The Kansas state track and field meet is, in itself, a fashion show.
Cowboy hats, pink athletic socks and striped sweatbands fill the stands at Wichita State University’s Cessna Stadium.
Teams from across Kansas nap and stretch under their own canopies or makeshift tents, which line the stands and surrounding fields like a miniature carnival.
But what really set teams apart are their T-shirts. Not just at the state meet, but also at any high school track meet, it isn’t uncommon to see squads of sprinters and discus throwers wearing matching team T-shirts, most with running-related slogans and designs.
“It makes us feel more like a team,” said Pratt High School junior Carly Ried. “If we’re all wearing different shirts, we don’t look as good.”
No two of the warm-up T-shirts are exactly alike.
There are the motivational shirts, complete with Bible verses and slogans, such as: “It’s not the hours you put in; it’s what you put in the hours.”
There are the declaratory shirts, which inform that the runner has, indeed, qualified for state.
And then there are the silly shirts, such as Osage City High School and its slogan, “Why are all these people following me?”
It’s not just the track athletes who wear the shirts.
Tim Savage, cross-country coach at Wellsville High School, was sporting his team’s lime-green shirt that reads: “Date a runner … all other athletes are players.”
“One of my seniors came up with that one,” Savage said. “I’ve gotten a lot of compliments on it.”
He said usually the team’s seniors design new T-shirts every year, complete with the cleverness of high school seniors, he said.
“There were a few others that were not fit to put on a shirt, let’s just say,” Savage said. “I usually just leave it to them.”
Some T-shirts are printed specifically for the state meet.

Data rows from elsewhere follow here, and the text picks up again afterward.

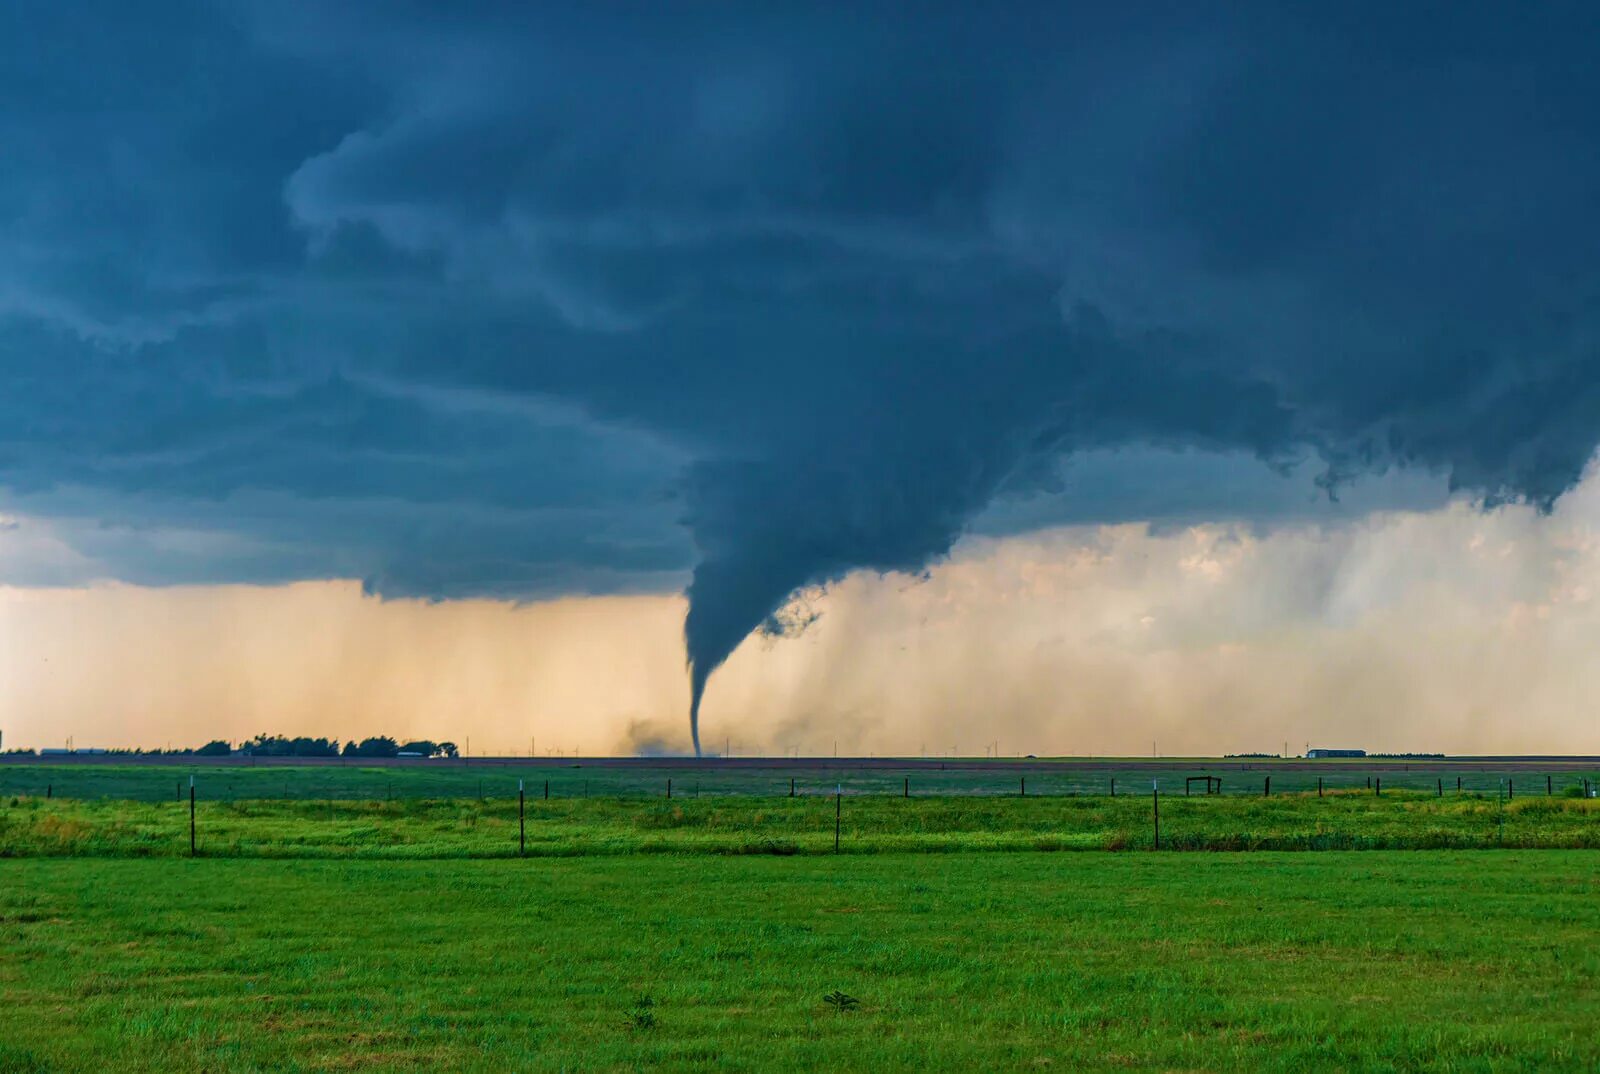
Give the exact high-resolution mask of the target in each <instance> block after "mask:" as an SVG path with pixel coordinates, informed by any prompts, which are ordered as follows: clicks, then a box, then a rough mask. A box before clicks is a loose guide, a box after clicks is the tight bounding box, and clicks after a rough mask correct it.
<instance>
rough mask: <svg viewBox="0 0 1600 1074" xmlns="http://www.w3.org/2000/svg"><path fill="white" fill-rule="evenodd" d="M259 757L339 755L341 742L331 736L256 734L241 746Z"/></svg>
mask: <svg viewBox="0 0 1600 1074" xmlns="http://www.w3.org/2000/svg"><path fill="white" fill-rule="evenodd" d="M240 749H242V751H243V752H246V754H254V755H258V757H338V755H339V743H338V741H334V739H331V738H306V736H299V738H283V736H282V735H256V736H254V738H253V739H250V741H248V743H245V744H243V746H240Z"/></svg>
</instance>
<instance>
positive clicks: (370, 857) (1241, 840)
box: [0, 792, 1600, 860]
mask: <svg viewBox="0 0 1600 1074" xmlns="http://www.w3.org/2000/svg"><path fill="white" fill-rule="evenodd" d="M842 805H843V808H842V823H840V844H838V847H840V850H842V852H843V853H850V855H864V853H902V852H1018V850H1150V848H1152V847H1154V837H1155V832H1154V824H1152V820H1154V818H1152V808H1150V805H1152V803H1150V797H1149V795H1138V797H1134V795H1122V797H1117V799H1112V797H1104V795H1099V797H1088V795H1072V797H1027V799H1022V797H1008V799H1006V797H981V795H966V797H962V795H954V797H914V799H902V797H893V795H880V797H845V799H843V803H842ZM834 808H835V802H834V800H832V799H819V797H797V799H789V797H770V799H757V797H726V799H672V800H666V799H550V800H542V799H534V800H531V802H528V808H526V853H528V855H531V856H594V855H602V856H608V855H637V853H669V855H678V853H682V855H819V853H832V852H834ZM197 828H198V850H200V853H202V855H203V856H213V858H387V860H395V858H507V856H517V853H518V820H517V800H515V799H514V797H509V799H486V800H477V799H395V800H387V802H384V800H378V802H347V800H323V802H315V800H302V799H290V800H224V802H208V800H202V802H200V803H198V810H197ZM1162 848H1163V850H1427V848H1600V800H1595V799H1568V797H1542V795H1541V797H1523V799H1517V800H1514V802H1504V803H1502V802H1499V800H1498V799H1496V797H1483V795H1475V794H1466V795H1446V797H1434V795H1426V794H1418V792H1386V794H1384V795H1381V797H1379V795H1376V794H1363V792H1341V794H1330V795H1326V797H1318V795H1315V794H1286V795H1274V797H1245V795H1232V797H1229V795H1216V797H1190V799H1186V797H1181V795H1178V797H1163V800H1162ZM187 855H189V805H187V802H131V800H112V799H40V797H11V799H0V856H8V858H18V856H114V858H115V856H187Z"/></svg>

Larned High School’s bright orange shirts have a simple message across the front: “Female Dominance.” Nine girls from the school qualified for state while no boys did, thus prompting the shirts, also sported by the team’s two male coaches.

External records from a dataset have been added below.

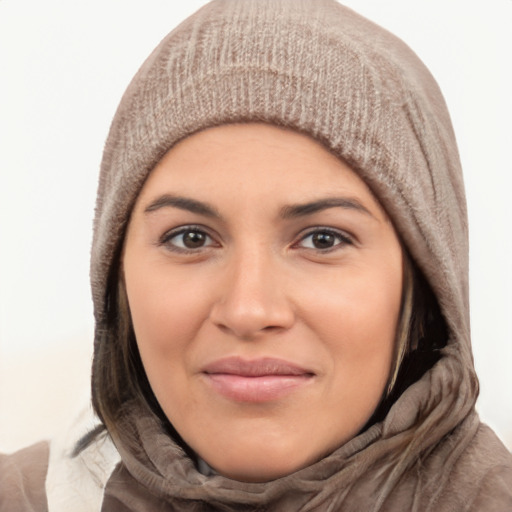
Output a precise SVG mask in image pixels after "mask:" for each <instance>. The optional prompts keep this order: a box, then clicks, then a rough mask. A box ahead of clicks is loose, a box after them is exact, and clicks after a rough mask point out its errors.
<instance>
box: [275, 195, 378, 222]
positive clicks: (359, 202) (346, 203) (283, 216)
mask: <svg viewBox="0 0 512 512" xmlns="http://www.w3.org/2000/svg"><path fill="white" fill-rule="evenodd" d="M329 208H344V209H347V210H355V211H358V212H361V213H364V214H366V215H369V216H370V217H374V215H373V214H372V213H371V212H370V210H368V208H366V207H365V206H363V205H362V204H361V203H360V202H359V201H358V200H357V199H354V198H349V197H329V198H326V199H319V200H317V201H311V202H309V203H304V204H295V205H290V206H285V207H283V208H282V209H281V212H280V213H281V217H282V218H283V219H293V218H296V217H305V216H306V215H312V214H313V213H317V212H320V211H322V210H327V209H329Z"/></svg>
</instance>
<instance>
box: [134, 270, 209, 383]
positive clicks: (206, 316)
mask: <svg viewBox="0 0 512 512" xmlns="http://www.w3.org/2000/svg"><path fill="white" fill-rule="evenodd" d="M125 276H126V287H127V294H128V302H129V306H130V312H131V316H132V322H133V328H134V331H135V337H136V339H137V345H138V347H139V352H140V355H141V358H142V361H143V364H144V367H145V369H146V373H147V374H148V378H149V379H150V382H151V384H152V386H156V387H158V382H159V380H162V379H165V378H168V376H169V375H171V374H173V373H172V372H170V371H169V370H170V369H173V371H174V372H180V369H181V368H182V367H183V362H184V360H185V359H186V357H187V353H188V352H187V351H188V350H189V349H190V343H191V340H193V339H194V335H195V333H197V332H198V331H199V330H200V328H201V326H202V325H203V323H204V320H205V318H207V316H208V312H207V307H206V306H205V304H206V300H198V297H202V298H203V299H204V298H205V296H206V295H207V290H205V288H204V286H199V285H197V284H196V283H194V282H191V281H190V280H187V279H185V278H184V277H182V276H180V273H179V272H173V273H172V274H171V273H168V272H167V273H166V272H162V270H161V269H160V270H159V269H158V267H157V266H155V265H153V266H151V265H149V266H146V267H145V272H144V273H143V275H141V273H139V271H138V268H135V269H134V271H133V272H130V268H129V267H128V268H127V269H126V271H125ZM199 288H201V291H199ZM174 374H176V373H174ZM166 375H167V377H166ZM155 392H156V389H155Z"/></svg>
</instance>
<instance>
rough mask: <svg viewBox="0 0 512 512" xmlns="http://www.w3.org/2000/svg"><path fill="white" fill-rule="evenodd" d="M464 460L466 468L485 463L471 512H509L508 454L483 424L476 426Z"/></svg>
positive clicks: (508, 453) (510, 464)
mask: <svg viewBox="0 0 512 512" xmlns="http://www.w3.org/2000/svg"><path fill="white" fill-rule="evenodd" d="M466 458H467V464H468V467H469V468H471V467H474V466H476V465H478V464H480V463H481V461H485V462H486V463H487V468H486V471H485V473H484V474H483V475H482V477H481V479H480V481H479V482H478V492H477V494H476V497H475V500H474V503H473V506H472V508H471V509H470V510H471V512H480V511H484V510H485V511H486V512H505V511H507V512H508V511H510V510H512V454H511V453H510V452H509V451H508V450H507V448H506V447H505V446H504V445H503V443H502V442H501V441H500V440H499V439H498V437H497V436H496V434H495V433H494V432H493V431H492V430H491V429H490V428H489V427H488V426H487V425H484V424H481V425H480V428H479V430H478V433H477V435H476V436H475V442H474V445H473V447H471V448H470V449H469V450H468V453H467V455H466ZM475 483H476V482H475Z"/></svg>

“We’re the only two guys here who have to wear it, which makes it even better,” Larned assistant coach Dave Gladow said, accompanied by his posse of runners. “You’ve got to show up wearing the same shirts. It’s a team.”

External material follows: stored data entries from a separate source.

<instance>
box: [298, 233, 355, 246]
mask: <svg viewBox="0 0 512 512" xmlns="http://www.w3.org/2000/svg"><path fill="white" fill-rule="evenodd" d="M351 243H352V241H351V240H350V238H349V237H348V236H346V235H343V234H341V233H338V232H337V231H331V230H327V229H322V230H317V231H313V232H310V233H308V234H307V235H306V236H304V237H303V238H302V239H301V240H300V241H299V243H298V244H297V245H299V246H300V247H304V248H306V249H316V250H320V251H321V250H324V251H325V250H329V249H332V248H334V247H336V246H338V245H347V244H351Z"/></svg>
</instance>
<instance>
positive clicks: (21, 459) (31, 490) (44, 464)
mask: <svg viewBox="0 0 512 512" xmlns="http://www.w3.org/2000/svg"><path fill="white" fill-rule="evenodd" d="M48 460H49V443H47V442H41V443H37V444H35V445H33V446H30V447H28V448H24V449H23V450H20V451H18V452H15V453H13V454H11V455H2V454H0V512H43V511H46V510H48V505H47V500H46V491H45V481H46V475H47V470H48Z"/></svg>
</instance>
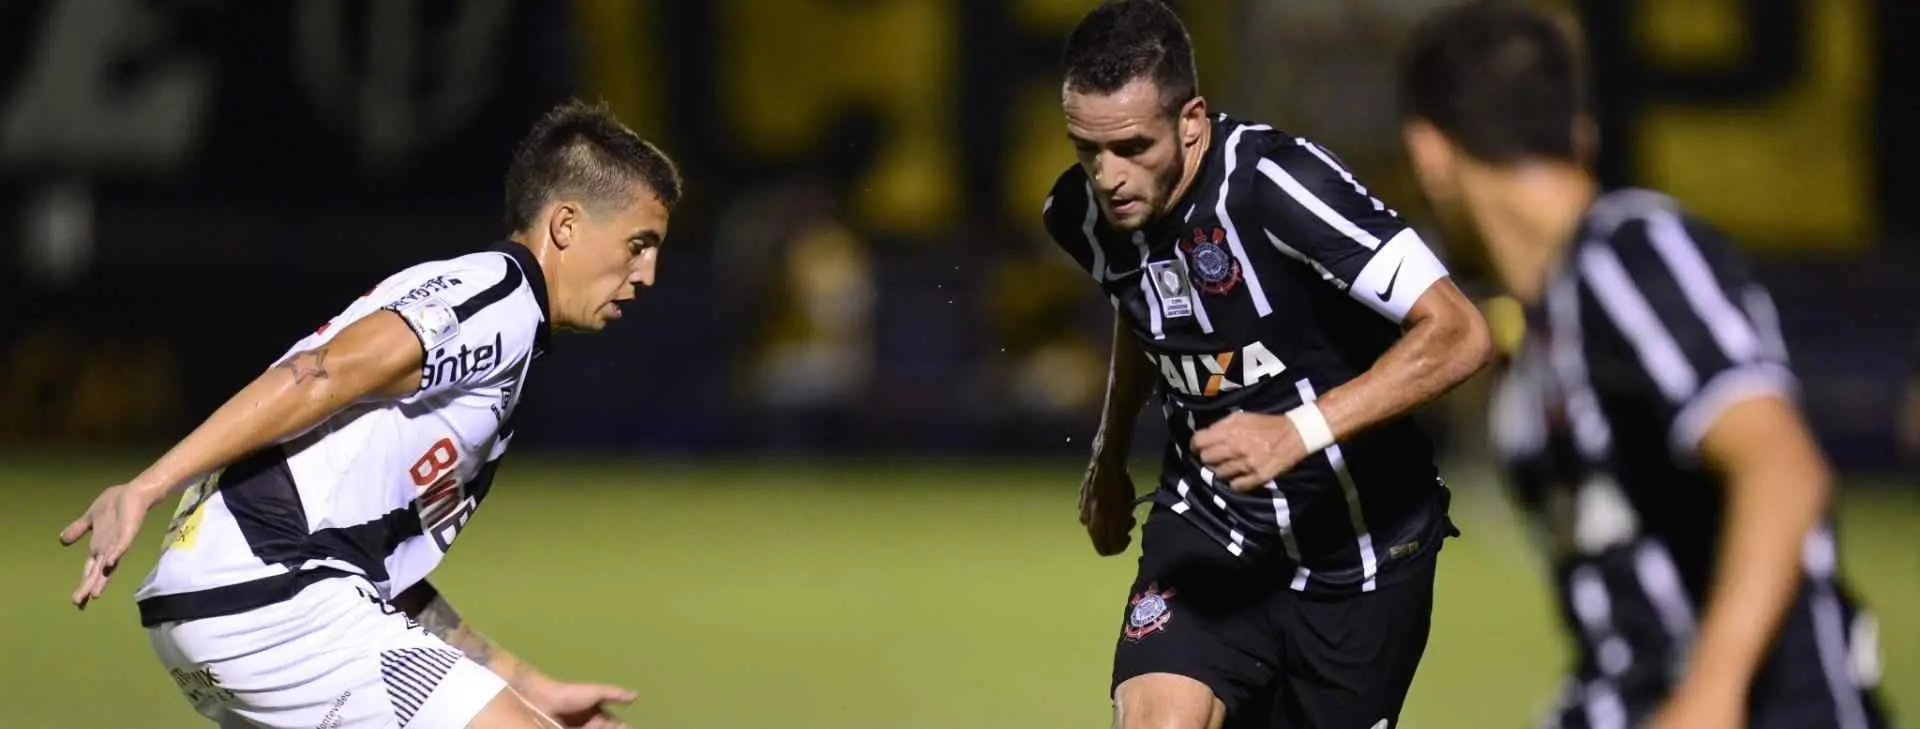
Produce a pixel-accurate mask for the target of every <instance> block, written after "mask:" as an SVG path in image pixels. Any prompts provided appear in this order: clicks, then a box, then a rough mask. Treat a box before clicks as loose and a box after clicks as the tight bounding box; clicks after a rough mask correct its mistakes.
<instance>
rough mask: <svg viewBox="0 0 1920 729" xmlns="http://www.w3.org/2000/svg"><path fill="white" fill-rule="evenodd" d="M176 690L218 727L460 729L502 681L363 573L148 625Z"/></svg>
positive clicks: (162, 659) (273, 727)
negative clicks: (175, 687) (266, 605)
mask: <svg viewBox="0 0 1920 729" xmlns="http://www.w3.org/2000/svg"><path fill="white" fill-rule="evenodd" d="M148 639H150V641H152V643H154V652H157V654H159V660H161V664H165V666H167V671H169V673H171V675H173V683H175V685H179V687H180V693H184V694H186V698H188V700H190V702H192V704H194V710H198V712H200V714H202V716H205V717H207V719H213V721H217V723H219V725H221V727H261V729H401V727H407V729H465V727H467V723H468V721H472V717H474V716H478V714H480V710H482V708H486V704H488V702H492V700H493V696H497V694H499V693H501V691H503V689H505V687H507V683H505V681H503V679H501V677H499V675H495V673H493V671H490V670H486V668H484V666H480V664H474V662H472V660H468V658H467V656H465V654H461V652H459V650H457V648H453V647H449V645H447V643H444V641H440V639H438V637H434V635H430V633H426V629H424V627H420V625H419V623H417V622H413V620H411V618H407V616H405V614H401V612H399V610H396V608H394V606H390V604H386V602H384V600H380V599H378V597H376V593H374V591H372V587H371V585H369V583H367V581H365V579H359V577H340V579H323V581H317V583H313V585H309V587H307V589H303V591H300V595H296V597H294V599H292V600H286V602H280V604H271V606H265V608H259V610H250V612H242V614H234V616H221V618H205V620H188V622H179V623H163V625H157V627H152V629H148Z"/></svg>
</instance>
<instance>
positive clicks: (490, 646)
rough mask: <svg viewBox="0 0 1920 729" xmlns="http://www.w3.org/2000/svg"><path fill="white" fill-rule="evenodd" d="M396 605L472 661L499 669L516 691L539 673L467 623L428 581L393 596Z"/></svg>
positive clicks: (524, 662) (429, 631)
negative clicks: (470, 658) (534, 670)
mask: <svg viewBox="0 0 1920 729" xmlns="http://www.w3.org/2000/svg"><path fill="white" fill-rule="evenodd" d="M394 602H396V606H399V608H401V610H405V612H407V614H409V616H413V620H417V622H419V623H420V627H424V629H426V631H428V633H432V635H436V637H440V639H442V641H447V645H451V647H455V648H459V650H461V652H463V654H467V658H472V662H476V664H480V666H486V668H488V670H490V671H493V673H499V677H503V679H507V685H511V687H513V689H515V691H522V693H524V691H528V687H530V685H532V681H534V679H538V677H540V673H538V671H534V668H532V666H528V664H526V662H522V660H518V658H515V656H513V654H511V652H505V650H501V648H497V647H493V643H492V641H488V639H486V635H480V631H476V629H472V625H467V620H463V618H461V614H459V612H457V610H453V602H447V599H445V597H444V595H440V591H438V589H434V587H432V585H430V583H424V581H422V583H419V585H415V587H413V589H407V591H405V593H401V595H399V597H396V599H394Z"/></svg>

It’s a similar story for Pratt High, which had 13 girls qualify. No boys from Pratt are at the state meet. The lime-green shirts simply say across the back, “It’s a girl thing.”
Pratt junior Nichole Moreland said the team’s male coaches were not as brave as the Larned coaches.
“None of our male coaches are wearing these because of what they say on the back,” Moreland said. “But as long as it’s a Pratt shirt, it’s fine.”
She said that although it’s not mandatory for runners to wear matching T-shirts, the school prints them every time the team goes to state.
“We like them,” Moreland said. “But there are so many lime-green shirts here, it’s hard to tell who’s who.”